Jessica pensó que jamás regresaría a Butterfly; se sintió demasiado culpable, demasiado hipócrita, y temió que John se enterara. Pero ahora, mientras seguía a la empleada de Butterfly por el pasillo, le pareció que jamás llegaría a la habitación del fondo. Estaba increíblemente emocionada e impaciente, ansiaba hacer el amor con un hombre que no le negara el sexo como castigo o se lo concediera como recompensa.

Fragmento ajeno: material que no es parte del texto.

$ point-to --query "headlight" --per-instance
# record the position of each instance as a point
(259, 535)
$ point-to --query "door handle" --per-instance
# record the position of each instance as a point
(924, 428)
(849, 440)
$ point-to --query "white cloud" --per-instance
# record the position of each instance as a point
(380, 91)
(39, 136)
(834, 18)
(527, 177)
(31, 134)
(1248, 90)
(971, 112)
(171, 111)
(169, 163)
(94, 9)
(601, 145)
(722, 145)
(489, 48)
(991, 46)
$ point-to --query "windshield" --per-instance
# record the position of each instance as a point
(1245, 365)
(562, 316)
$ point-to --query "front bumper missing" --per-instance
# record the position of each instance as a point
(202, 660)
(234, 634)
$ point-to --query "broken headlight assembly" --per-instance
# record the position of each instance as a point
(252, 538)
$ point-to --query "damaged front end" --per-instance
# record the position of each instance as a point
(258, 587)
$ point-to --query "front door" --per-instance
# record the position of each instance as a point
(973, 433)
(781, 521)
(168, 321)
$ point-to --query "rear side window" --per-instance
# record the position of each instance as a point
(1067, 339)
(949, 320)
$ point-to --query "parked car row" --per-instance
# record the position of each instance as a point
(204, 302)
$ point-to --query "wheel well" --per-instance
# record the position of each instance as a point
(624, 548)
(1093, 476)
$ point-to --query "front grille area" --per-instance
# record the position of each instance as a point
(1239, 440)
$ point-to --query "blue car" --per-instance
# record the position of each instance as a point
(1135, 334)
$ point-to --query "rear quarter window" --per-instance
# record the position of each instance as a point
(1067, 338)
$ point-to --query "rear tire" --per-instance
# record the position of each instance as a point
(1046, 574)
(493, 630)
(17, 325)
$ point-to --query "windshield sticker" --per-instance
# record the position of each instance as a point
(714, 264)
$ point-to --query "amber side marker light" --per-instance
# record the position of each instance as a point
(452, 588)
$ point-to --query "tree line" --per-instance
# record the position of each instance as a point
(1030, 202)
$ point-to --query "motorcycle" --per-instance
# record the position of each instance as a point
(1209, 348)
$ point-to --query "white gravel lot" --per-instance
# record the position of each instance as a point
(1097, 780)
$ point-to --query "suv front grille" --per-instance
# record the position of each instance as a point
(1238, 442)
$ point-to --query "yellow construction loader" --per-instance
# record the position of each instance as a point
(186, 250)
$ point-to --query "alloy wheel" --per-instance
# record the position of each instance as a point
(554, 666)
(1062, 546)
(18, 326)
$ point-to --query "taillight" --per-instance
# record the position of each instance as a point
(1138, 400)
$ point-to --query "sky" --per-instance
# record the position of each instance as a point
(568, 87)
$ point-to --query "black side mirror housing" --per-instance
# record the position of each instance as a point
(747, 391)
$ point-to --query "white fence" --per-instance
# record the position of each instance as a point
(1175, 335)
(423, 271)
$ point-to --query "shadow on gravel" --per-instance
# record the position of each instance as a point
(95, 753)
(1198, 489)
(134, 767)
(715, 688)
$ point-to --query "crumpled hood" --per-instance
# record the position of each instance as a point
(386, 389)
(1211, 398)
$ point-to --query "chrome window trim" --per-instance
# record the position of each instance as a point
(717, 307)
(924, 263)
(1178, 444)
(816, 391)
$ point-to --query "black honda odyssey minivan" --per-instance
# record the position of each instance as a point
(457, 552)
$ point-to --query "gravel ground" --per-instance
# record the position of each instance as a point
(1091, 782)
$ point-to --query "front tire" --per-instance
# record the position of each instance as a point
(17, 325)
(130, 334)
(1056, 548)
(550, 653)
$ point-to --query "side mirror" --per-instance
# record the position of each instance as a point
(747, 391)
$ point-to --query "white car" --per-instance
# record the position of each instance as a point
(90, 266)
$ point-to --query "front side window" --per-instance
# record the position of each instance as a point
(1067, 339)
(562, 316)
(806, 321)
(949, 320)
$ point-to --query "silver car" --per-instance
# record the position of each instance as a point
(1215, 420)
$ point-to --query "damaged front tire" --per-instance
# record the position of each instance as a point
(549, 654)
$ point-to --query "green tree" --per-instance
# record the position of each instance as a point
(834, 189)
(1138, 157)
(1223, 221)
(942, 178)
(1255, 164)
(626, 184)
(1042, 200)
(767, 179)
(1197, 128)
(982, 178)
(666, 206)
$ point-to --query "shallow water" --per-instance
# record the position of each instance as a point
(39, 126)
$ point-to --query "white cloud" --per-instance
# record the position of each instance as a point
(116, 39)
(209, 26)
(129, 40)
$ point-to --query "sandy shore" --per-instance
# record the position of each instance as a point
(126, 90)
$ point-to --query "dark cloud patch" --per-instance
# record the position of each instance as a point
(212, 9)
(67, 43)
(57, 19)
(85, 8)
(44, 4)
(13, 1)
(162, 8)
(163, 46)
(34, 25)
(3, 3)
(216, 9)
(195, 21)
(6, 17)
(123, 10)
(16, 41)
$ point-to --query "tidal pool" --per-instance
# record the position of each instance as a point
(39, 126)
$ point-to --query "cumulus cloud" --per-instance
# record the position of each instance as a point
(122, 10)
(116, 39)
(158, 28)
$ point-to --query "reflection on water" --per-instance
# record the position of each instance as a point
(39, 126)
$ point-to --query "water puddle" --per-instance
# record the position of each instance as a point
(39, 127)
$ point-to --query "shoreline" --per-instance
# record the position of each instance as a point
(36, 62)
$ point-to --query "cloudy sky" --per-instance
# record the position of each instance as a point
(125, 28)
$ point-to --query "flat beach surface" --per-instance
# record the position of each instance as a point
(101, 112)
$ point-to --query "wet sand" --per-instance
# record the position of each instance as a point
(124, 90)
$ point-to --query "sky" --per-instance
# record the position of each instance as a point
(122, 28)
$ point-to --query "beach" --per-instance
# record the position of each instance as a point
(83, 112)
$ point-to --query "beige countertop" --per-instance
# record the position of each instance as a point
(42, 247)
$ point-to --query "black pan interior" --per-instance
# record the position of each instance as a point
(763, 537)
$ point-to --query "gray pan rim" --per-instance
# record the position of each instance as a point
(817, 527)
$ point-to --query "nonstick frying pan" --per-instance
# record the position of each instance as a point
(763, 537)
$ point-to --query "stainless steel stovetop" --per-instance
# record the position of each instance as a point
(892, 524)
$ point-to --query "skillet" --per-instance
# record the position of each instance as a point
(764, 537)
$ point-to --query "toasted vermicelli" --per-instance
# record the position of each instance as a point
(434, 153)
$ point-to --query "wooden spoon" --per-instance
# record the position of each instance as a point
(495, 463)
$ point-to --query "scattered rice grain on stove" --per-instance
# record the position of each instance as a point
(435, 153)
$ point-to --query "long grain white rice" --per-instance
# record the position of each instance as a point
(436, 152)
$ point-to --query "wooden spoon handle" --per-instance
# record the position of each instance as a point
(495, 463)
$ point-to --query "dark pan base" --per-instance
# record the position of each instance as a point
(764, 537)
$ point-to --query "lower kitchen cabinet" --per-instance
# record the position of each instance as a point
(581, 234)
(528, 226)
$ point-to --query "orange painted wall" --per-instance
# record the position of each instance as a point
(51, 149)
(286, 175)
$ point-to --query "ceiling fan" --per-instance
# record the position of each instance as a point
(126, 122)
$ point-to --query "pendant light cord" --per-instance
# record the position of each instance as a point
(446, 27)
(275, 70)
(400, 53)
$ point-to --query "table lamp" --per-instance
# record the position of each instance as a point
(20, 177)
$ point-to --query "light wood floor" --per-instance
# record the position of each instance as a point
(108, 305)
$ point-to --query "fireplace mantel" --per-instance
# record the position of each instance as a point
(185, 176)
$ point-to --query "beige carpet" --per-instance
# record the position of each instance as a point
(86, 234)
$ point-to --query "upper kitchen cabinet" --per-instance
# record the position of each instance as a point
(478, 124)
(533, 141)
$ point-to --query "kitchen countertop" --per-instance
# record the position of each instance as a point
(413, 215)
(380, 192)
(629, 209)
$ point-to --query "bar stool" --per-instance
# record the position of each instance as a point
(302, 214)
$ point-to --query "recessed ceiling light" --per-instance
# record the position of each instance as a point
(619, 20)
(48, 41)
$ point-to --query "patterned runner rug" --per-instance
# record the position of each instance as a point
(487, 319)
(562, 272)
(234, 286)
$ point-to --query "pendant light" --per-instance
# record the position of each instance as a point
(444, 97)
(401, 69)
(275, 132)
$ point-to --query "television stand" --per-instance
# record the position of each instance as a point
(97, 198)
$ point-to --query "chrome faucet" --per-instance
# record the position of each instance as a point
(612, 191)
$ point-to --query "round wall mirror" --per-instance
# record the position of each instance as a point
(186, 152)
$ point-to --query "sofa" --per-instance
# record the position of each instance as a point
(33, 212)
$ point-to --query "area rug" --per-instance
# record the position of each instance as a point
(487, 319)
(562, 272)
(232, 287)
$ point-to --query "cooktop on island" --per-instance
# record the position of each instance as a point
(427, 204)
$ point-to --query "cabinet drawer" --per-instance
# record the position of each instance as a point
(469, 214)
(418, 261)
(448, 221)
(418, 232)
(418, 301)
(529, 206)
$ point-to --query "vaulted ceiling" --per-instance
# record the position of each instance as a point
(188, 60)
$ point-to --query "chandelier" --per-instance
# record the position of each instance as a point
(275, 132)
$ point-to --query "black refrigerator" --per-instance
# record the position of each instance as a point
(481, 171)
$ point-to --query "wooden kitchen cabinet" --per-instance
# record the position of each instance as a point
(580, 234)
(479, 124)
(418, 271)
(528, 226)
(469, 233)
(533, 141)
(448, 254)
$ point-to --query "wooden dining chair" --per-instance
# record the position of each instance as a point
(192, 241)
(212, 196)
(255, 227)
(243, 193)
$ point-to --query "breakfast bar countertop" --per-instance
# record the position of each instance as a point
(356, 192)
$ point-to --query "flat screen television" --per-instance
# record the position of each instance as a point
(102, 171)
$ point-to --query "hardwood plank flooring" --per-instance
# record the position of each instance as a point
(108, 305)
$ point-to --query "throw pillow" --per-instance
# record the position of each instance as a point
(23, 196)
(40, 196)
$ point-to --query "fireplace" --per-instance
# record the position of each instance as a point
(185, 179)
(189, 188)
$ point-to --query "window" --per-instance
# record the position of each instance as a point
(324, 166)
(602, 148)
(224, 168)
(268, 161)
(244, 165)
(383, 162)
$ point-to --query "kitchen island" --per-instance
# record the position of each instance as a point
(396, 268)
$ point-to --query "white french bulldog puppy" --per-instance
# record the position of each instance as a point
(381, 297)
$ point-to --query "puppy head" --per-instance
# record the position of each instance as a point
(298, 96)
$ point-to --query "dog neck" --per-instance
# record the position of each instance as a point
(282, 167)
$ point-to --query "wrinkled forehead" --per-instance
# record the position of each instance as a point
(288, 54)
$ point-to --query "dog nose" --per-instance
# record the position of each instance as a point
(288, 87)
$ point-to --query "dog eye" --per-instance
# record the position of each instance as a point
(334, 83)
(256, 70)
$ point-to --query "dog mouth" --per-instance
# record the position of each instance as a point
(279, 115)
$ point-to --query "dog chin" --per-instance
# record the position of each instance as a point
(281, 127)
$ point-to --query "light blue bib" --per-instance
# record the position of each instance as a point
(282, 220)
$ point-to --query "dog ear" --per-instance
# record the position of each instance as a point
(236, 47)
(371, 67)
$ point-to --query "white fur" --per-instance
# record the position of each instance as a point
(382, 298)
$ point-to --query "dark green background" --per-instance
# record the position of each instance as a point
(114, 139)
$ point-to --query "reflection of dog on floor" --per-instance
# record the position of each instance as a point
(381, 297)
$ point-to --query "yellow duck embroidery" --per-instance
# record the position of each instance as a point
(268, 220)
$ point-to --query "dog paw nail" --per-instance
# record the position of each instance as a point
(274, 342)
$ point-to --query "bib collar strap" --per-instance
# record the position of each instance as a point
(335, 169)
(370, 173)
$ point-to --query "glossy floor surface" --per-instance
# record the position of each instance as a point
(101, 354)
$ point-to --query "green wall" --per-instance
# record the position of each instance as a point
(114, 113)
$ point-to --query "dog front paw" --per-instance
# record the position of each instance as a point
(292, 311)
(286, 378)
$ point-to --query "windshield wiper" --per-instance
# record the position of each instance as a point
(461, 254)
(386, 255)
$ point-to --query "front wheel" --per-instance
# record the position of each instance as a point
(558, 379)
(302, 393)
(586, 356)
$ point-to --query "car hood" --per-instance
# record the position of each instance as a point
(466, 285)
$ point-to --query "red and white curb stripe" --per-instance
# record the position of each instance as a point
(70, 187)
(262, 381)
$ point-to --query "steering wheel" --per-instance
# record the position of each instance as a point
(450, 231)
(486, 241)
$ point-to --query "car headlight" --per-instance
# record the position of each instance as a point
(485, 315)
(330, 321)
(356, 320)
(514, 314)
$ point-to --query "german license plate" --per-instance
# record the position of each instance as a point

En otras palabras, un hombre que no fuera John.

Jessica se sorprendió de sus propias reflexiones mientras se refugiaba en los brazos de Lonnie y dejaba que este la guiara por la pista de baile. ¿Cómo no se habría dado cuenta antes? John utilizaba el sexo como una herramienta de poder… y ahora ella estaba haciendo lo mismo. Las discusiones entre ambos terminaban siempre de la misma manera. Él la hundía, la destruía, la despojaba de su identidad y de su amor propio y después, cuando ya estaba vacía y arrepentida y totalmente en su poder, la recompensaba con su amor. Y, si ella no cedía, le volvía la espalda en la cama. Jamás en todos los años que llevaban juntos, pensó Jessica ahora, el amor había tenido algo que ver con el cariño, la entrega y la unión de las almas y no solo de los cuerpos.

Su vaquero no la criticaba ni la menospreciaba ni la humillaba delante de los demás. Le hacía tiernamente el amor en el suelo, procuraba ofrecerle placer, le decía que era hermosa y le devolvía la dignidad y el amor propio en las mismas circunstancias en que John se lo hubiera arrebatado.

Mientras el amante de su fantasía la poseía, Jessica comprendió que su vida tendría que cambiar y que las cosas no podían seguir como estaban. De pronto, ya no estaba confusa. Todo era para ella tan claro como el cristal. No quería tener que depender de un vaquero de mentiras para conseguir lo que hubiera tenido que encontrar en unas relaciones honradas con su marido. Quería que todo fuera de verdad. Y ella tendría que dar el primer paso. Le daba un poco de miedo la idea de enfrentarse con John, imaginar la batalla que podría producirse y pensar en lo que podía perder. Pero estaba dispuesta a correr el riesgo.